Charley, Brown, and John, went to spear some fish, but the tide was out,
the water shallow, and the fish were gone. Charley saw here, for the
first time, the Torres Straits pigeon (Carpophaga luctuosa, GOULD.)
The little creek, at which we were encamped, had formed its channel
through sandstone rock; and its narrow bed, containing a ferruginous
water supplied by springs, was crowded with high reeds, and shaded with
various trees of a dense green foliage. Frogs croaked, and crickets
chirped, the whole night; and the call of goat-suckers, and the hooting
of owls, were heard in every direction; large fish were splashing in the
water; wallabies were bleating as they came down to the creek, and saw
our horses; and mosquitoes by their loud humming prevented our sleeping.
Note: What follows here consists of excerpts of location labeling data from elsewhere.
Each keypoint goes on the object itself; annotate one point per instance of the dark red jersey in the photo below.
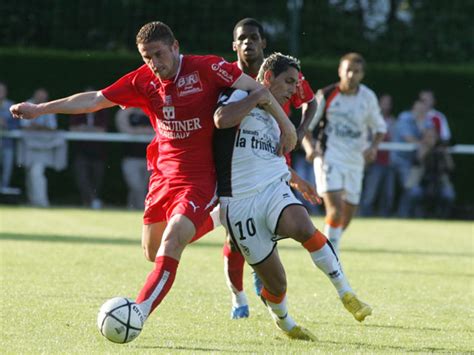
(181, 111)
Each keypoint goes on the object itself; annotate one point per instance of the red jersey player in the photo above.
(179, 94)
(249, 43)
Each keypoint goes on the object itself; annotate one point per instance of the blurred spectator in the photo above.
(409, 129)
(7, 123)
(134, 165)
(40, 147)
(431, 192)
(379, 182)
(89, 156)
(436, 118)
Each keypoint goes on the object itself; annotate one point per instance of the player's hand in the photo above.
(25, 110)
(263, 95)
(370, 154)
(287, 139)
(310, 155)
(306, 189)
(300, 133)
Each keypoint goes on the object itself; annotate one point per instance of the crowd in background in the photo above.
(399, 183)
(406, 183)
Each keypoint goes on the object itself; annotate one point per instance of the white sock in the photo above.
(239, 299)
(334, 235)
(215, 216)
(327, 262)
(279, 313)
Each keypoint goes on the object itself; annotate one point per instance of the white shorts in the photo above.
(252, 221)
(335, 177)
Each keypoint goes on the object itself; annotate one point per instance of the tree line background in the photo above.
(392, 30)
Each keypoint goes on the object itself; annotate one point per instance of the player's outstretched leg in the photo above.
(359, 309)
(158, 284)
(257, 284)
(333, 231)
(233, 270)
(278, 309)
(325, 258)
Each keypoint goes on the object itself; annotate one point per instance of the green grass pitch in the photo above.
(59, 265)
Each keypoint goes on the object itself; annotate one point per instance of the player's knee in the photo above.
(335, 215)
(279, 288)
(149, 253)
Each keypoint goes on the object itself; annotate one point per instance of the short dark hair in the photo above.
(353, 57)
(155, 31)
(278, 63)
(248, 21)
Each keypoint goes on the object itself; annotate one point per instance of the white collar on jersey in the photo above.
(179, 68)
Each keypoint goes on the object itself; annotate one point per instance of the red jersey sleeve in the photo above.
(221, 72)
(125, 91)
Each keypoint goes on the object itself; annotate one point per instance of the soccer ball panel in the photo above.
(120, 320)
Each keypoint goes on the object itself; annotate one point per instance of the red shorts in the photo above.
(167, 198)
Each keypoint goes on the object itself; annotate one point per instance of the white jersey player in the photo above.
(257, 205)
(346, 111)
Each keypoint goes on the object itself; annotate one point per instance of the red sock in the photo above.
(234, 267)
(158, 283)
(203, 229)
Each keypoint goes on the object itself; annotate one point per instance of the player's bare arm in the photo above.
(308, 110)
(308, 145)
(232, 114)
(288, 131)
(79, 103)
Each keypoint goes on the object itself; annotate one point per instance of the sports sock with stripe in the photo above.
(158, 284)
(325, 258)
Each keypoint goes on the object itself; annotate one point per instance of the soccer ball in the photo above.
(120, 320)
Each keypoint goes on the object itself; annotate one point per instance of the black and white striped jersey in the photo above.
(342, 123)
(246, 155)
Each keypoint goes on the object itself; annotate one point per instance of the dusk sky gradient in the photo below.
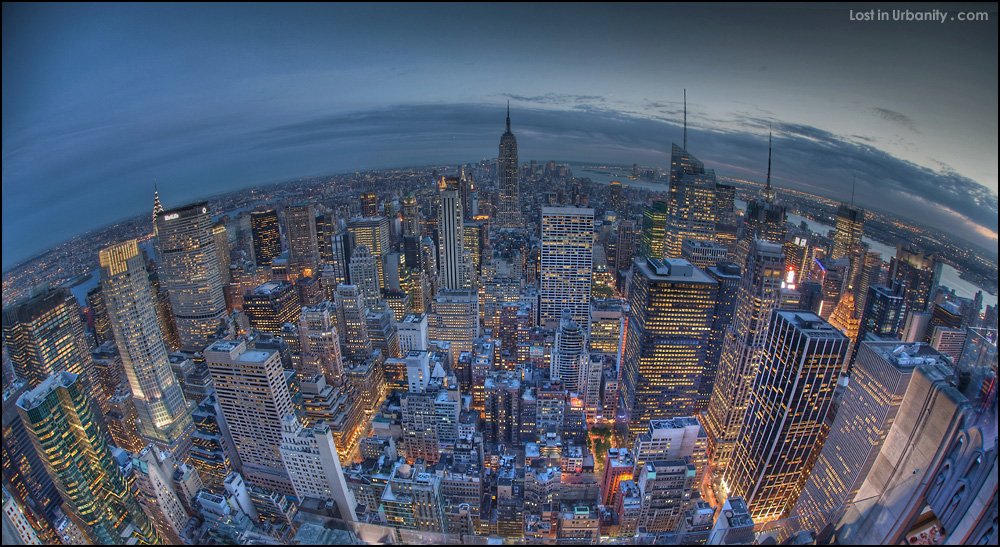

This noise of animal life during the night formed an agreeable contrast
to the dead silence which we had observed at almost all our camps around
the gulf, with the exception of the one occupied on the 1st September,
and of that at the Marlow, where the flying-fox was the merry reveller of
night.
Sept. 10. - We were again too late for low tide, to cross at the fishery
of the natives, and consequently travelled about two miles and a half
higher up, passing in our way three other fisheries; where we crossed the
river, the bed was very wide, and covered with shrubs, shingle, and
blocks of sandstone; but its rapid stream of fresh water was only about
fifteen or twenty yards broad, and three feet deep. At the left side of
the river, we saw four or five fine Cycas palms, from eight to ten feet
high, and the stem from six to nine inches in diameter. High rocky
sandstone ridges extended on the same side, in a direction parallel to
the river, and at the distance of two or three miles. They were covered
with scrub, open box, and stringy-bark forest; and the wallabi and
kangaroo tracks going down to the river, were very numerous. The
appearance of the Cypress pine, which formed groups within the
stringy-bark forest, and particularly on the rises and sandy slopes, was
of a most striking character. A new species of Grevillea, and also of
Calythrix, were found in blossom. Beyond the ridges, the stringy-bark
forest was obstructed by the leguminous shrub with broad stem (Bossiaea).
Several Pandanus creeks went down to the north-east; and the second
contained a little water. After travelling about twelve miles to the
north-west by north, we encamped at a fine creek with large pools of
water, in lat. 16 degrees 21 minutes. During the night, we heard the
well-known note of what we called the "Glucking bird," when we first met
with it, in the Cypress pine country, at the early part of our
expedition. Its re-appearance with the Cypress pine corroborated my
supposition, that the bird lived on the seeds of that tree.